So I've heard a couple arguments for this and I'd like to see what you think.
The allocation procedure under copying collectors is most definitely faster than malloc, as malloc has to search through fragments of memory for a sufficiently large block to reserve, whereas allocation under a CC is as simple as incrementing the free heap pointer, much like allocating a stack frame.
When the garbage collector is triggered, it must search through the live set of objects and copy each one over to the new heap. This takes time, but it is limited to the objects in the lives set, so as long as that is reasonably small, this shouldn't take very long. Also, no operation at all is needed on the objects that are no longer referenced. Under malloc and free, free must be called on each and every single one of these objects, the moment they become dead to the program.
I could see garbage collection performing poorly in comparison to malloc and free when the live set of objects is very large and many objects stay live for a very long time. The long living objects would require minimal time for management using malloc and free, whereas the garbage collector may traverse them many times.
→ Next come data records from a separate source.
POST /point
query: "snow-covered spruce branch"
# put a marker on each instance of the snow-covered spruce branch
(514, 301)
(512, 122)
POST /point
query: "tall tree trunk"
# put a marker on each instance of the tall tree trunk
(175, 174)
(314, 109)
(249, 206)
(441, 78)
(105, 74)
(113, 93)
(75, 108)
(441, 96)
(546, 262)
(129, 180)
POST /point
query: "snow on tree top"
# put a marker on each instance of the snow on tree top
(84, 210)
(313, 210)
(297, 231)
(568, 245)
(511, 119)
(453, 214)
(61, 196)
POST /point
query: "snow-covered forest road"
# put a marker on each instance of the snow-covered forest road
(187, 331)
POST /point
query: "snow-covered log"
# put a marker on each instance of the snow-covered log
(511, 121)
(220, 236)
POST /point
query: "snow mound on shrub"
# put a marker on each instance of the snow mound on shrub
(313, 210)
I suppose this is were using a generational copying collector can come in handy, however. So /prog/, what do think?
copy collectors have a tendency to thrash up the cache something awful, especially the longer it has been running.
yeah, I could see its toll when doing the depth first search through the live set of objects in the heap, but probably gives the program better locality of reference otherwise due to the heap being so compact. If I recall correctly, malloc uses different sections of the heap for large objects and small ones, to reduce fragmentation, so it intentionally puts distance between the objects.
err nevermind, as the heap starts to fill with objects, the objects in the live set could get quite far from each other. And I'm sure moving every live object on the heap to a totally new region of memory isn't so great for the cache.
>>5 copy collectors have a tendency to thrash up the cache something awful, especially the longer it has been running.
False. malloc allocates memory in essentially random places, copying GC at least ensures that temporal locality of allocations implies spatial locality of allocated memory.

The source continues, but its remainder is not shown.